A race against time is underway in Mayotte to help the victims of this French archipelago in the Indian Ocean devastated by a deadly cyclone, where water and food are lacking, and to try to find survivors in the rubble of the shanty towns .
The resigning Ministers of the Interior and Overseas, Bruno Retailleau and François-Noël Buffet, are expected late Monday morning in the poorest department in France, where the authorities fear “several hundred” deaths.
But a final assessment will be “very difficult” to establish, because the Muslim tradition, alive in Mayotte, requires that the deceased be buried “within 24 hours”, explained the prefect François-Xavier Bieuville on Sunday.
In addition, the illegal population of the territory exceeds 100,000 people according to the Ministry of the Interior – out of some 320,000 inhabitants officially counted -, making an exhaustive count of the dead improbable.
AFP
With wind gusts of more than 220 km/h, Cyclone Chido, the most intense that Mayotte has experienced in 90 years, ravaged the small archipelago on Saturday where around a third of the population lives in precarious housing, totally destroyed.
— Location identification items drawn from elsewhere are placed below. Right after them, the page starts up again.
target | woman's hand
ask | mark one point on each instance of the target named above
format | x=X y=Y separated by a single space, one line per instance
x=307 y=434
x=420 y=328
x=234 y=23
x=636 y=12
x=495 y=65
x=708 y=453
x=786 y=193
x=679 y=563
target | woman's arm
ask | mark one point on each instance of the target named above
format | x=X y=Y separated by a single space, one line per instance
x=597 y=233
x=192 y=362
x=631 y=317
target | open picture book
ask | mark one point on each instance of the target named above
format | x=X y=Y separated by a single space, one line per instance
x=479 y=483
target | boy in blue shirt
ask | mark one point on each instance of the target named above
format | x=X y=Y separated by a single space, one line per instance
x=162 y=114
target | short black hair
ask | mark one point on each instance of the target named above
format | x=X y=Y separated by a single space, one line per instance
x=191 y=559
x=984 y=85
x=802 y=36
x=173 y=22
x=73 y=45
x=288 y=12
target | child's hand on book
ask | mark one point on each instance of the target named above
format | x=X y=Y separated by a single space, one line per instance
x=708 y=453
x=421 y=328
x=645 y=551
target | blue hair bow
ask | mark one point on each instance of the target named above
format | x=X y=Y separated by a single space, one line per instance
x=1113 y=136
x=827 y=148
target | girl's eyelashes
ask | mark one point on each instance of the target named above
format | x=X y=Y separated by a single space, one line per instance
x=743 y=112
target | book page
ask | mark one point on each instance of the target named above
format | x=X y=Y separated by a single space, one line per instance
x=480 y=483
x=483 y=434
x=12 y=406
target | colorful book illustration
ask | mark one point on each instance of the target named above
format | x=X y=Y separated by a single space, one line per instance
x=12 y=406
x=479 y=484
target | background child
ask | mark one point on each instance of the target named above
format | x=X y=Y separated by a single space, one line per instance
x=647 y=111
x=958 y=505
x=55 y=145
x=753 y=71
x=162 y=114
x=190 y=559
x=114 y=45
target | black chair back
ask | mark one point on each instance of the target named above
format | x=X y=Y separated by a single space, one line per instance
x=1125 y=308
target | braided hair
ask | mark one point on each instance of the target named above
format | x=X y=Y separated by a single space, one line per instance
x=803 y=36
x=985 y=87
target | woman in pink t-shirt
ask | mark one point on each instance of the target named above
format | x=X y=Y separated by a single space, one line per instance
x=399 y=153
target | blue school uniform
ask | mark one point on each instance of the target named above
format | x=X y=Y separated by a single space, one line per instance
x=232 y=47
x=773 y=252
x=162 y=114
Huts destroyed, tin roofs blown away, electric poles down, trees uprooted… The residents, who remained confined during the passage of the cyclone, discovered, stunned, scenes of chaos. Across the territory, many roads are impassable and many communications cut.
“It’s carnage. The court, the prefecture, many services, shops, schools are on the ground,” Ousseni Balahachi, a retired nurse, told AFP from Mamoudzou, the Mahorese “capital”. The hospital was flooded and, according to him, risks not being able to treat the many injured in good conditions.
AFP
An air and sea bridge was organized from the island of Reunion, a French territory 1,400 km away as the crow flies, to send medical and relief equipment and personnel. A total of 800 civil security personnel are sent as reinforcements, with a field hospital and satellite transmission equipment.
Rescuers expect to find many victims in the rubble of the densely populated shanty towns, particularly in the heights of Mamoudzou, said the city’s mayor Ambdilwahedou Soumaila.
“Lots of cries for help”
Teams “have started working to free access to remote areas”, where “we still hope to find survivors”, added the councilor, who specifies having received “many calls for help”.
Many undocumented immigrants from the slums had not joined the shelters provided by the prefecture, “thinking that it would be a trap being set for them (…) to pick them up and take them outside the borders”, according to former nurse Ousseni Balahachi.
AFP
Many victims reached accommodation centers on Sunday, reported Salama Ramia, senator from Mayotte. “But unfortunately there is no water, no electricity, hunger is starting to rise. It is urgent that help arrives, especially when you see children, babies, to whom we have nothing concrete to offer,” the elected official expressed alarm on BFMTV.
“Some of my neighbors are already hungry and thirsty,” also laments Lucas Duchaufour, a physiotherapist living in Labattoir, a town on the island of Petite-Terre. Who notes that all the fruit trees, like the mango trees, have been uprooted.
Residents speak of a climate of insecurity, with scenes of looting in the Kawéni industrial zone in Mamoudzou, as Frédéric Bélanger, 52, reported to AFP.
“We are afraid of being attacked, of being looted,” confided Océane, a nurse at the Mayotte hospital center on BFMTV. Some 1,600 police officers and gendarmes are mobilized on the ground in particular to “avoid looting”, indicated the prefect.
Visiting Corsica on Sunday, Pope Francis said he supported “in spirit” the victims of this “tragedy”. By meeting the head of the Catholic Church at Ajaccio airport, President Emmanuel Macron promised to “act” for the Mahorais.
The President of the European Commission, Ursula von der Leyen, assured that the EU was ready to help France “in the days to come”.